All Music Guide to the Blues: The Definitive Guide to the Blues
- The cover of the third edition of All Music Guide to the Blues: The Definitive Guide to the Blues
- Author: Vladimir Bogdanov Chris Woodstra Stephen Thomas Erlewine
- Language: English
- Series: All Music Guide to...
- Subject: Blues
- Genre: Non-fiction Encyclopedic Reference
- Publisher: Backbeat Books
- Publication date: April 2003 (3rd)
- Media type: Paperback
- Pages: 800
- ISBN: 0-87930-736-6
- OCLC: 51389035
- Dewey Decimal: 016.781643/0266 21
- LC Class: ML156.4.B6 A45 2003

= All Music Guide to the Blues =

Nonfiction book on blues music

All Music Guide to the Blues: The Definitive Guide to the Blues is a non-fiction, encyclopedic referencing of blues music compiled under the direction of All Media Guide.

==Content==
The book's third edition was released in April 2003 and was edited by Vladimir Bogdanov, Chris Woodstra and Stephen Thomas Erlewine.
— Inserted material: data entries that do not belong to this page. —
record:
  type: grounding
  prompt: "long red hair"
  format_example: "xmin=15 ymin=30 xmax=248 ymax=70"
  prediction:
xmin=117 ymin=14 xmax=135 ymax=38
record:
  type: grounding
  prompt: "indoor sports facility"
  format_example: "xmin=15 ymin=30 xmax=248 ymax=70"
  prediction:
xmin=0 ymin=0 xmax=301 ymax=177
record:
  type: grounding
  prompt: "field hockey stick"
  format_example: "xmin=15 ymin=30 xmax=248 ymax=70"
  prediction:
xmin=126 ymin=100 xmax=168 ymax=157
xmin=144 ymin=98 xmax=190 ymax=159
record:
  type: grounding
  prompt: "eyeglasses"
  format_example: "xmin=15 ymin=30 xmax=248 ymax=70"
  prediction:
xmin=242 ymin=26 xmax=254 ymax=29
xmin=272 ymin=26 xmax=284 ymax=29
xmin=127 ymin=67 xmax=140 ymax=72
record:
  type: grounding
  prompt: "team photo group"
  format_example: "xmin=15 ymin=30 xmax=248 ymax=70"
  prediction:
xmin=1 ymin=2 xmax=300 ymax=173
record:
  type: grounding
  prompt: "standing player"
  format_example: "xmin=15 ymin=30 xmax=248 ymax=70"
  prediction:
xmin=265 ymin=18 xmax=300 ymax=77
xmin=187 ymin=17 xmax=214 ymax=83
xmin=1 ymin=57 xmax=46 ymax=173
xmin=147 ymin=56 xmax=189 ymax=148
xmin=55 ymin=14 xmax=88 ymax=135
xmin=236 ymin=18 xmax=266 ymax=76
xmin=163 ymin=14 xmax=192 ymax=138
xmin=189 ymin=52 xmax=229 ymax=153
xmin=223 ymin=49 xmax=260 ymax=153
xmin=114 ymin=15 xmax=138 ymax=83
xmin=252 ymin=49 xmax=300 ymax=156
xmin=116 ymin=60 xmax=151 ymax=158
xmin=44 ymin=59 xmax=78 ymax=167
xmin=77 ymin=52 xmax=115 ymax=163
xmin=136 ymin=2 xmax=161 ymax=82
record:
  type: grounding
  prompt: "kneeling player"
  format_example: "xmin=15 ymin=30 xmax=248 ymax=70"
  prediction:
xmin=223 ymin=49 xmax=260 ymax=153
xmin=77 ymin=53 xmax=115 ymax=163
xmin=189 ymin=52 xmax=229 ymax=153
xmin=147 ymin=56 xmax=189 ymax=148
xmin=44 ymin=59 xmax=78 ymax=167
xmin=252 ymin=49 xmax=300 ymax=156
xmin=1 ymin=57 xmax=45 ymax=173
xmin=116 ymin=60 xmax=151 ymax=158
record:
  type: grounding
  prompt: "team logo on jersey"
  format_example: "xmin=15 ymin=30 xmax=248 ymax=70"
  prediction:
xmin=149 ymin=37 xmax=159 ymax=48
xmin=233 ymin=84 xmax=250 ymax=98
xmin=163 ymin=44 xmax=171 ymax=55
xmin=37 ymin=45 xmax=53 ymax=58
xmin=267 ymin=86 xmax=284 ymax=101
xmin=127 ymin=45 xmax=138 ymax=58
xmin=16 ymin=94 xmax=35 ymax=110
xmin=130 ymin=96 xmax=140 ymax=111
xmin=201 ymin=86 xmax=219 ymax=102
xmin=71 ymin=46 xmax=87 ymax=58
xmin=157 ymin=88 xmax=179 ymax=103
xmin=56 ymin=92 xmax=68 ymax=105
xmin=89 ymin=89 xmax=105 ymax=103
The book's back cover touts that the book contains ratings for close to 9,000 album and 935 musician biographies. Artists are set up alphabetically and include some of the following: birth and death dates, classification (vocals, guitar, drums, etc.), a biography, a discography. The discography listings include a five star rating, the music label it was released on, and the date as well as possibly reviews of certain albums.

All Music Guide to the Blues: The Definitive Guide to the Blues also includes 30 essays covering different styles of blues, along with "top lists" and extensive charts on the evolution and lineage of the blues.